Honor breathed hard.

“Everything do happen all to once,” she said.

“Maybe I didn’t ought to have intruded; but I’m older than you, an’ I thought—”

“You be safe. I’m too weak to bear malice against you. My darling’s screwed down now. If you’d seed him yesterday, you’d have called back your wicked word, Avisa Mogridge. He weren’t ugly after he died—he—oh, God, an’ not one sound of his little noise in the house. It’s killing me.”

“To be frank with you, Honor, you must marry again. You’m only twenty-three. Yes, I know you be. An’ ’twas my little girls put them flowers ’pon your window-sill last June on your birthday morning. They done it afore daybreak. An’—an’—oh, woman, I be broken-hearted for ’e; God’s my judge if I ban’t.”

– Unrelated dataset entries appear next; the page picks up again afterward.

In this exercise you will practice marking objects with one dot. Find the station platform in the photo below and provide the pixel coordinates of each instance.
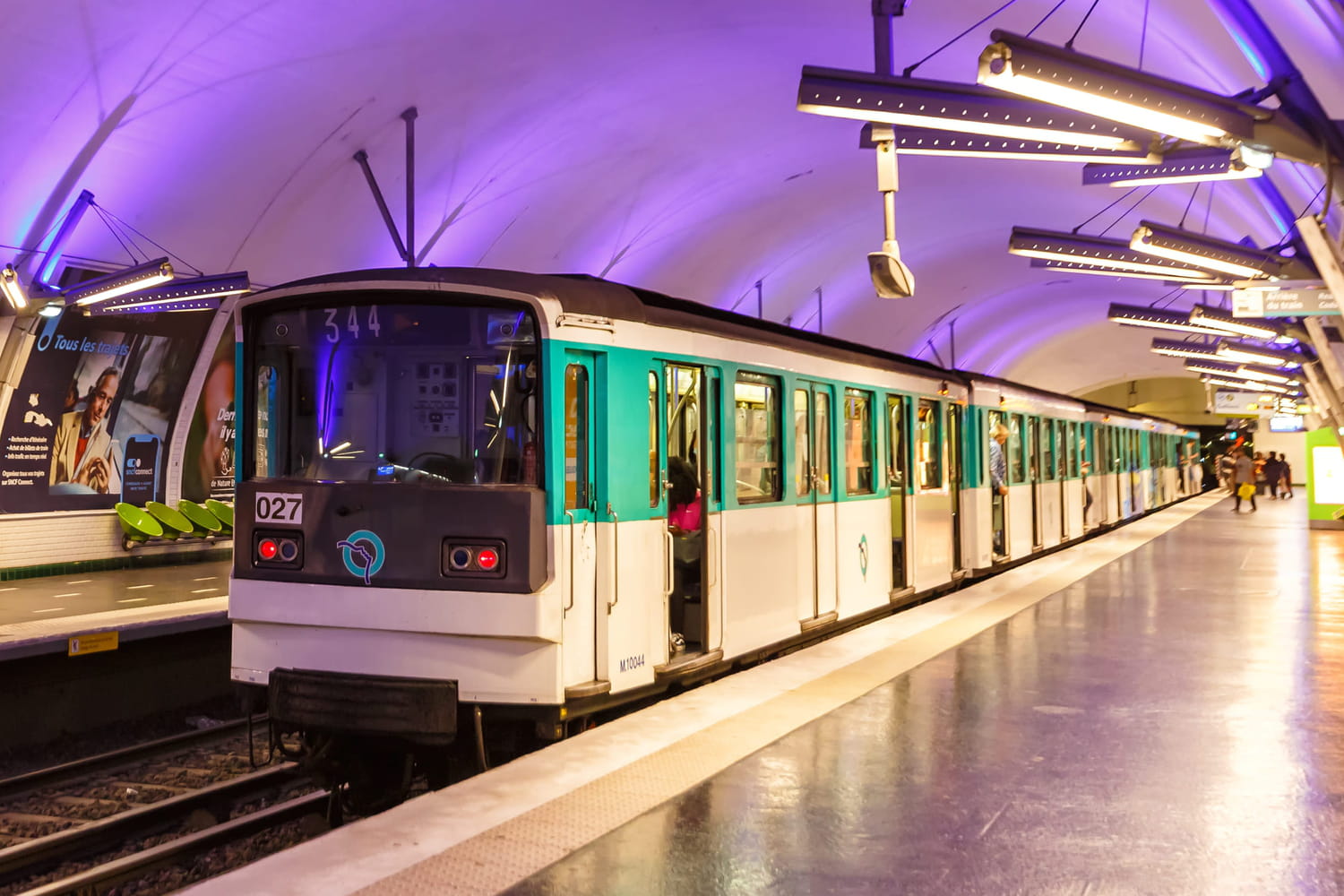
(39, 616)
(1155, 711)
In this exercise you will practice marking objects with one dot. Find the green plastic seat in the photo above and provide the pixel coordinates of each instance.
(174, 521)
(136, 524)
(203, 520)
(223, 512)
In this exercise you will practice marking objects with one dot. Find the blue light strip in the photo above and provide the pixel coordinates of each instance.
(48, 263)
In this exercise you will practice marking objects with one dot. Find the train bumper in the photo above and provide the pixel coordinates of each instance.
(416, 710)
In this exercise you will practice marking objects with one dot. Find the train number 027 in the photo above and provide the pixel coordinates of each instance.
(285, 508)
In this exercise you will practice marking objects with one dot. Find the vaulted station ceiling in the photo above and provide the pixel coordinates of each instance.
(653, 144)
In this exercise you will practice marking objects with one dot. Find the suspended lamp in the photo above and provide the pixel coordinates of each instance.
(1099, 88)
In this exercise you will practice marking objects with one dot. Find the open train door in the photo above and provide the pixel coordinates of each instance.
(812, 416)
(691, 528)
(954, 444)
(1034, 479)
(585, 614)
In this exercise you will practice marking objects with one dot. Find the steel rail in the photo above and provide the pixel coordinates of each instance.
(104, 877)
(42, 853)
(113, 759)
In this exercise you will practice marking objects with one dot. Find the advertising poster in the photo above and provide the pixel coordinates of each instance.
(90, 421)
(207, 468)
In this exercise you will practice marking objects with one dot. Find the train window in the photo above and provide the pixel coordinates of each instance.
(371, 389)
(655, 479)
(683, 395)
(801, 444)
(1015, 454)
(575, 437)
(822, 432)
(929, 446)
(757, 417)
(263, 437)
(857, 443)
(1047, 450)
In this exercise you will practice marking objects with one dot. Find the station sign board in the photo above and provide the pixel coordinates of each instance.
(1236, 403)
(1285, 303)
(93, 417)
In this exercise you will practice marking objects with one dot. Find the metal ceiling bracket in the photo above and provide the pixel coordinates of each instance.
(406, 252)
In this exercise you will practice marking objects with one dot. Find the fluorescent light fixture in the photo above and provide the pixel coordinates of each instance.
(1218, 319)
(1099, 88)
(1098, 252)
(1252, 355)
(1188, 247)
(1218, 287)
(1245, 386)
(47, 269)
(1185, 349)
(13, 289)
(1215, 368)
(1158, 319)
(1080, 268)
(948, 107)
(1328, 257)
(1183, 167)
(927, 142)
(210, 287)
(1241, 371)
(153, 308)
(121, 282)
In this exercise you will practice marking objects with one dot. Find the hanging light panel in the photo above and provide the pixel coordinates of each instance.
(1099, 88)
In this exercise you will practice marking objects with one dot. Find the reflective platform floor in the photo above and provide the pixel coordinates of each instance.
(1171, 724)
(1168, 723)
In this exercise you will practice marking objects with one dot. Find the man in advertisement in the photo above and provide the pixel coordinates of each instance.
(85, 452)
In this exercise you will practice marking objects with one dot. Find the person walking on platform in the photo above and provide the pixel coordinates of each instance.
(1273, 474)
(999, 487)
(1226, 466)
(1244, 479)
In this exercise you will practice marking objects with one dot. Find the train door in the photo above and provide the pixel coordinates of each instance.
(578, 543)
(685, 487)
(897, 479)
(1120, 463)
(1062, 452)
(1034, 478)
(996, 476)
(954, 462)
(814, 487)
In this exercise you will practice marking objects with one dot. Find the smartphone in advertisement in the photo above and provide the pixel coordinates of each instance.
(140, 470)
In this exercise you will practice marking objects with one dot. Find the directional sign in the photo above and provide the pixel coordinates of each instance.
(1285, 303)
(94, 642)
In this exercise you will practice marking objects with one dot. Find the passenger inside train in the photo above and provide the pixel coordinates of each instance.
(685, 525)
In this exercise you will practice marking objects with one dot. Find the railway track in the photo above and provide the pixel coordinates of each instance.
(163, 814)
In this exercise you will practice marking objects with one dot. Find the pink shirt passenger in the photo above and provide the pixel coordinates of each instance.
(685, 516)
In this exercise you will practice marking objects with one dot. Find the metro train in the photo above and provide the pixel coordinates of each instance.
(478, 501)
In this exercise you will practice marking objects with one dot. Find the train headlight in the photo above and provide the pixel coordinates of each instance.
(279, 549)
(473, 557)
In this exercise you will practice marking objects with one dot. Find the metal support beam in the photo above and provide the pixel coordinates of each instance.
(362, 158)
(1298, 104)
(409, 117)
(883, 56)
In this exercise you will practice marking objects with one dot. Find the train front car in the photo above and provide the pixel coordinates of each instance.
(390, 554)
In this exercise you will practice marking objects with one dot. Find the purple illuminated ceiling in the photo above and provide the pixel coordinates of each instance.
(656, 144)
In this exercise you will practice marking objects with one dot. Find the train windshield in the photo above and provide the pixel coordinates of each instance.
(378, 390)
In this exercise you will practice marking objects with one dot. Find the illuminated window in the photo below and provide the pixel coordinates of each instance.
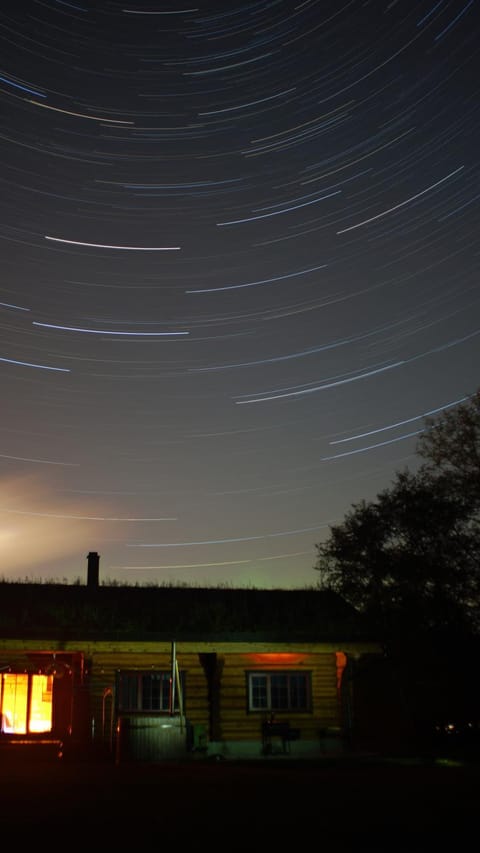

Mrs. Haycraft was rocking herself backward and forward, and crying.

Suddenly she rose up.

“Come an’ see the coffin,” she said. “Several of the gentry have sent greenhouse flowers to me. There’s a butivul smell to ’em.”

“I will come; an’ I want to say this. My girls—do ’e let ’em help with the thing you want. They’d make six with t’other children. Do ’e let ’em, Honor.”

“’Tis too late; they can’t get black now.”